Characterization of anomeric stereochemistry

The stereochemistries of the newly formed glycosidic linkages in oligosaccharides (except sialyl and mannosyl linkages) are determined by ³J (H₁, H₂) through ¹H-NMR and/or ¹J (C₁, H₁) through gHMQC 2-D NMR (without ¹H decoupling). Smaller coupling constants of ³J_H1.H2 (around 3 Hz) indicate 1,2-cis α linkages and larger coupling constants ³J (H₁,H₂) (7.2 Hz or larger) indicate 1,2-trans β linkages. This can be further confirmed by ¹J_C1,H1 (∼170 Hz) for α linkages and ¹J (C₁,H₁) (∼160 Hz) for β linkages.[47] For the mannosyl linkages, one bond coupling constants between C₁ and H₁ were measured by gHMQC 2-D NMR. ¹J (C₁, H₁) ∼170 Hz indicates α-mannosyl linkages and ¹J (C₁, H₁) ∼160 Hz suggests β linkages. For the sialyl linkages, three bond coupling constants between C₁ and H_3ax of the sialic acid was measured by gHMBC 2-D NMR. ¹J (C₁, H_3ax) ∼ 5.8 Hz indicates α-sialyl linkage and ¹J (C₁, H_3ax) ∼ 1Hz suggests β linkage.

Benzyl 2,3,4-tri-O-benzyl-α-L-fucopyranosyl-(1→6)-3-O-benzyl-2-deoxy-2-phthalimido-β-d-glucopyranoside (9)

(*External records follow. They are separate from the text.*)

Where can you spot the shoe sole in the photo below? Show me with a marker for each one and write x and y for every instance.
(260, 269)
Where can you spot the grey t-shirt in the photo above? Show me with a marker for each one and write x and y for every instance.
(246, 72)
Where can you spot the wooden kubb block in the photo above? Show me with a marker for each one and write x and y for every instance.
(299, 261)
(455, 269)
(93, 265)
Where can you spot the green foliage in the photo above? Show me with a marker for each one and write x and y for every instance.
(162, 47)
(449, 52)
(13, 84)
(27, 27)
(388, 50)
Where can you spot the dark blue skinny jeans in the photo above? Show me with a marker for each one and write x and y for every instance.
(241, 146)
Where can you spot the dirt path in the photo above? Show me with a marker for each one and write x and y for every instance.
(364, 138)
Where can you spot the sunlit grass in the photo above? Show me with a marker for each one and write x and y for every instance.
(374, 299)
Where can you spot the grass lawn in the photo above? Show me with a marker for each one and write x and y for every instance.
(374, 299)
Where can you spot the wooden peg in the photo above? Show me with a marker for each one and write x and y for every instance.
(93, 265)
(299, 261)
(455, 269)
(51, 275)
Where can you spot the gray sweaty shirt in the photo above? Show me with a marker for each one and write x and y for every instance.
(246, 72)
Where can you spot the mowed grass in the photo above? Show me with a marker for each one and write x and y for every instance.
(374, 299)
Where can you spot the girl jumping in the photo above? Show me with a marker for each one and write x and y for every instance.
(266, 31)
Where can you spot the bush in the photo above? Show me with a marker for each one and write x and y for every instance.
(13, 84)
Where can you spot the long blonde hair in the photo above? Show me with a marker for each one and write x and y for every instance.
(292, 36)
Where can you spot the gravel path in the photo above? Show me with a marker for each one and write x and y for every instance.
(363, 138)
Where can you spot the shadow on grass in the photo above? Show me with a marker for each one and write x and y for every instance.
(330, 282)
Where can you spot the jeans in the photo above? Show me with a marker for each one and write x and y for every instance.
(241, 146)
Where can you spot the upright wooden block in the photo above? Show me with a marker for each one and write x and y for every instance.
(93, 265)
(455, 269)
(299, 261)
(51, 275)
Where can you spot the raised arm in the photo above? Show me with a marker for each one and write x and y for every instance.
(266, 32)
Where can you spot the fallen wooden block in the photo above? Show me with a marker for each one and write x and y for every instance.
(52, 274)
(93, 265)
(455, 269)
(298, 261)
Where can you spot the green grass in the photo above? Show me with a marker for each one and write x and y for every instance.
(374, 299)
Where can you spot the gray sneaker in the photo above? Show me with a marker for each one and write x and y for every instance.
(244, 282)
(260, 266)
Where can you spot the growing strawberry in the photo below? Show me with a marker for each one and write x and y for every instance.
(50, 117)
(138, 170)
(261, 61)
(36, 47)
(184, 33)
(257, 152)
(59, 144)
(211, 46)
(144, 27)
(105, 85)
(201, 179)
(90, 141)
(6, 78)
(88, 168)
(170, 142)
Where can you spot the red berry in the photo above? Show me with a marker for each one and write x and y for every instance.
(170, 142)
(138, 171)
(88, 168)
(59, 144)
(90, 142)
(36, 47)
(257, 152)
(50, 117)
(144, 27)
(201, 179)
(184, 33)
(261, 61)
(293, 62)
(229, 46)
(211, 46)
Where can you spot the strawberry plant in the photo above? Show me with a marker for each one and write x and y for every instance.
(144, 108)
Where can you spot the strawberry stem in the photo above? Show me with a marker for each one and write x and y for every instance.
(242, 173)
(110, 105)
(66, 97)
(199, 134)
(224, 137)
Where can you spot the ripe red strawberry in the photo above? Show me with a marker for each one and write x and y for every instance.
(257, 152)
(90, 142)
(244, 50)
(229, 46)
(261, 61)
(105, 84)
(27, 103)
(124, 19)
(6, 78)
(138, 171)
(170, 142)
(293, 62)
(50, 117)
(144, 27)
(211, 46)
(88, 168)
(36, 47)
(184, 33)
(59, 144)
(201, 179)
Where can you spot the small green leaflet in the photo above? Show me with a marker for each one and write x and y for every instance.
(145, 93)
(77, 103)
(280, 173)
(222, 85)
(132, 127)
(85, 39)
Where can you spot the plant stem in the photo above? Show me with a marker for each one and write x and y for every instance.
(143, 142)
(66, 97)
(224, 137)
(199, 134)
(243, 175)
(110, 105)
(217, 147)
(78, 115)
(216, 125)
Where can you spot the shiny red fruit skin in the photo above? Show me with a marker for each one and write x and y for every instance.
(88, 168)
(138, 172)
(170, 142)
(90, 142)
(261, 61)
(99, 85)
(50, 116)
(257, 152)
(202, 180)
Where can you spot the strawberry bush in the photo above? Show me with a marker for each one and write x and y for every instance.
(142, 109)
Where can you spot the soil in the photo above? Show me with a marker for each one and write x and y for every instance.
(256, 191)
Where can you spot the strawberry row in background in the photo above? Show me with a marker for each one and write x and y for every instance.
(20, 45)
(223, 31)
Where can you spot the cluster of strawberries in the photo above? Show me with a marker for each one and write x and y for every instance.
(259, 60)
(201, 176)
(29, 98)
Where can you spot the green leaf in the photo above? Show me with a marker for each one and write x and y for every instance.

A mixture of CuBr₂ (0.9 g, 6.27 mmol), Bu₄NBr (1.31 g, 4.06 mmol), and molecular sieves 4A (1.2 g) in CH₂Cl₂/DMF (2:1, 18 mL) was stirred and cooled over an ice-water bath. A solution of compound 7 (1.07 g, 1.98 mmol) and 8 (0.9 g, 1.84 mmol) in CH₂Cl₂ (12 mL) was added dropwise and the mixture was stirred for 17 h from 0°C to room temperature. The resulting mixture was quenched with aq. NaHCO₃, diluted with EtOAc, and filtered through Celite. The filtrate was washed successively with aq. NaHCO₃ and brine, and dried over Na₂SO₄. The organic layer was then evaporated in vacuo. The residue was purified by flush column chromatography (hexanes: EtOAc = 2:1) to afford 9 (1.25 g, 75%). [α]_D²⁰ = −78.1, (c = 1.0 in CHCl₃). ¹H NMR (600 Hz, CDCl₃): δ = 7.79 (bs, 1 H), 7.67 (bs, 2 H), 7.52 (bs, 1 H), 7.42-7.40 (m, 2 H), 7.38-7.22 (m, 14 H), 7.08-6.98 (m, 6 H), 6.89-6.86 (m, 3 H), 5.12-5.08 (m, 1 H), 4.98 (d, ³J (H, H) = 11.4 Hz, 1 H), 4.87 (d, ³J (H, H) = 11.4 Hz, 1 H), 4.84 (d, ³J (H, H)= 12 Hz, 1 H), 4.81 (d, ³J(H, H) = 3.6 Hz, 1 H), 4.78 (d, ³J = 12 Hz, 1 H), 4.74-4.70 (m, 2 H), 4.68 (d, ³J (H, H) = 11.4 Hz, 1 H), 4.65 (d, ³J (H, H) = 11.4 Hz, 1 H), 4.46 (d, ³J (H, H) = 12 Hz, 1 H), 4.41 (d, ³J (H, H) = 12.6 Hz, 1 H), 4.16-4.14 (m, 2 H), 4.08-4.06 (dd, ³J (H, H) = 3.6, 10.2 Hz, 1 H), 4.00-3.97 (m, 2 H), 3.94-3.90 (m, 2 H), 3.88-3.84 (dd, ³J (H, H) = 4.2, 10.8 Hz, 1 H), 3.70-3.67 (m, 2 H), 3.57-3.53 (m, 1 H), 1.12 (d, ³J ()H, H = 6.6 Hz, 3 H). ¹³C NMR (150 Hz, CDCl₃): δ = 138.80, 138.79, 138.7, 138.3, 137.3, 133.8, 131.9, 128.72, 128.66, 128.6, 128.52, 128.47, 128.34, 128.25, 128.24, 128.18, 128.1, 127.9, 127.83, 127.76, 127.5, 123.3, 98.9 (C₁ fucose, ¹J (C₁, H₁) = 172 Hz), 97.6 (C₁ glucosamine, ¹J (C₁, H₁) = 161 Hz), 79.5, 77.8, 77,7, 76.6, 75.1, 74.4, 74.4, 74.1, 73.2, 73.2, 60.6, 55.8, 16.7. Correlations between C₁ of fucose and H₆ and H_6’ of the glucosamine unit were observed in gHMBC 2-D NMR spectrum confirming the fucose is linked to 6-O of the glucosamine. HRMS: m/z: calcd for C₅₅H₅₅NO₁₁Na: [M+Na]⁺, 928.3673, found: 928.3654.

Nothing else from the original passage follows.